We all know the drill: “I need to see your receipt,” says the imposing security guard who stands sentry at the doors, looking like he belongs more in the Secret Service than a university bookstore. Because he appears to possess the ability to tear you limb from limb, you stop, open your bag and hand him your receipt.
He ruffles through your bag — because if you were shoplifting books, you’d definitely hide them in an NYU bookstore bag — makes sure everything matches the receipt and sends you on your merry way. If you’re lucky, he’ll say “thanks.”
The receipt-check, a security measure enforced at many national retailers, in addition to our own bookstore, is both shame-inducing and time consuming. That the measure is enforced by the university on its own students only adds insult to injury.
After I’d received the usual treatment while book-shopping last week, I felt feisty and asked the guard: “I was wondering, are we required to stop and get our receipts checked?” He lifted his hand, and for a split second I was certain we were about to come to blows over questioning his marginal authority. But he was just motioning me along. There was another potential shoplifter to be questioned.
But as a few quick Internet searches soon illuminated, you are not, in fact, legally required to let the security guard check your receipt. “Unless you’ve met your state’s definition of probable cause for shoplifting,” Consumerist reports, “a retailer has absolutely no right to detain you.”
This makes sense. You’ve already bought the books. Yes, sixty seconds ago they belonged to NYU Bookstores but now they are your personal property. Why would you let someone else search through your personal property? When the guard asks to see your receipt, you have every right to just keep walking.
We can’t blame the bookstore for keeping a tight watch on its wares: NYU alumn Tao Lin detailed his experience shoplifting from the NYU computer store in a post for Gawker. And the university isn’t known for placing trust in students.
Is having your bag checked as you walk out the door the biggest offense? Of course not. Sure, most of our bitterness is probably lingering resentment for the authoritarian mall cop in high school who said we couldn’t loiter outside the food court blasting Blink-182 from our iPod Touches, but in this Kafkaesque parade of red tape and bureaucracy we call college, you’ve got to take little victories where you can get them. So next time you’re buying books, blow right past the guard as he asks to search your bags.

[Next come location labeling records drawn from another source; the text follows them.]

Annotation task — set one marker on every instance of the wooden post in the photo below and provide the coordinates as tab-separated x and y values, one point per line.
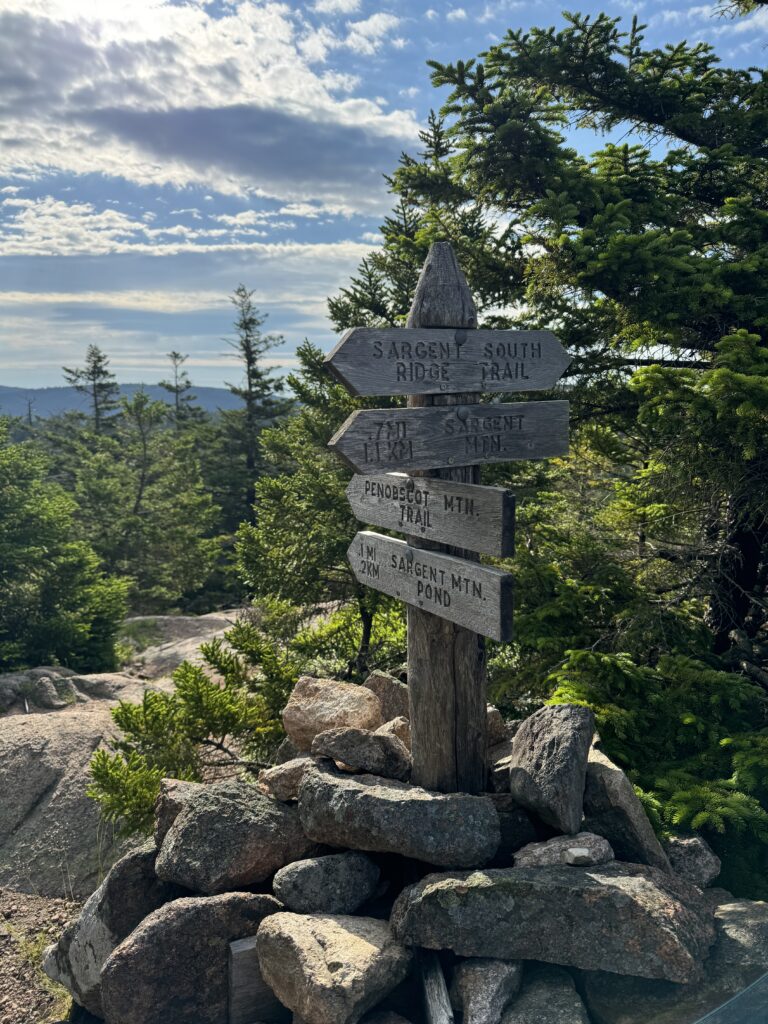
445	663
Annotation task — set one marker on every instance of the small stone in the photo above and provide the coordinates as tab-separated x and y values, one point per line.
612	810
173	795
318	705
549	763
174	966
128	894
366	753
581	850
228	836
365	812
399	727
392	694
330	969
693	859
282	781
623	918
548	996
481	988
338	883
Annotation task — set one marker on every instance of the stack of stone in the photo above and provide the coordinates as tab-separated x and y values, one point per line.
336	891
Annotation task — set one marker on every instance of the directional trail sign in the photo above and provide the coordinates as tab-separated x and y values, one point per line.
463	515
438	360
452	435
471	595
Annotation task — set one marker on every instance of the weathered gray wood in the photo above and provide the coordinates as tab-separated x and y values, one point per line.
251	999
466	434
437	1008
461	514
474	596
445	662
413	360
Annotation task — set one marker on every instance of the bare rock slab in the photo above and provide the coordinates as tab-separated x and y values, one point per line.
338	883
367	753
693	859
549	764
129	893
620	918
174	966
318	705
481	988
738	957
330	969
582	850
227	837
282	781
611	809
364	812
392	694
548	996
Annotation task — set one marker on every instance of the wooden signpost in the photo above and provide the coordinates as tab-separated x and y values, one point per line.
414	360
441	438
462	514
463	592
461	435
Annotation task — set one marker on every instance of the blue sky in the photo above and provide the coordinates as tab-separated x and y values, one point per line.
155	155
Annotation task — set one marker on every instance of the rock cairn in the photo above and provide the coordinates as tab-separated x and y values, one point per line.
334	891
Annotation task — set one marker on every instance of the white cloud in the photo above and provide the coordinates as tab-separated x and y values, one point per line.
337	6
162	93
368	36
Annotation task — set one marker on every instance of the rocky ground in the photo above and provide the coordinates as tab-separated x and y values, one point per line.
53	848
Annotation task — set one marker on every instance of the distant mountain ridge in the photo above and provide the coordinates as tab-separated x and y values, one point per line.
48	401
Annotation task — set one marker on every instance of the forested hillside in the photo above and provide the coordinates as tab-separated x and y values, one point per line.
642	559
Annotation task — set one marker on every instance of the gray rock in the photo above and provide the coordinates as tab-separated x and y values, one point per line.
481	988
549	763
330	969
693	859
318	705
52	839
173	967
548	996
364	812
583	850
288	751
365	753
399	727
392	694
173	795
338	883
738	957
129	893
622	918
495	726
282	781
500	762
227	837
612	810
516	827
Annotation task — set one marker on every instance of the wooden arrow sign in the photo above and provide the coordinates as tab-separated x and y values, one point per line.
439	360
461	514
452	435
474	596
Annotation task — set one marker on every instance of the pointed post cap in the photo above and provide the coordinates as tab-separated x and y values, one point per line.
442	297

It’ll feel good. Afterwards, you can celebrate your handy defeat of the man with a beer at Brad’s.








Well, not exactly. The real reason those tough guys are there is if you try to ignore/circumvent them, your activity is deemed suspicious enough to constitute “probable cause” for detaining you. Is it constitutional? Questionably so, but it works. And let’s face it, no one is going to the Supreme Court over a textbook, no matter how expensive.
This article is right on. The exception being for warehouse stores like Costco, where you’ve signed an agreement to allow them to check your bag/receipt upon leaving. But for other stores, they have no right to detain you unless they suspect you of shoplifting.
Thank you for this! I’m tired of these so-called guards labeling me as “easy” and “loose” just because I had to buy a Sophocles book for a MAP course.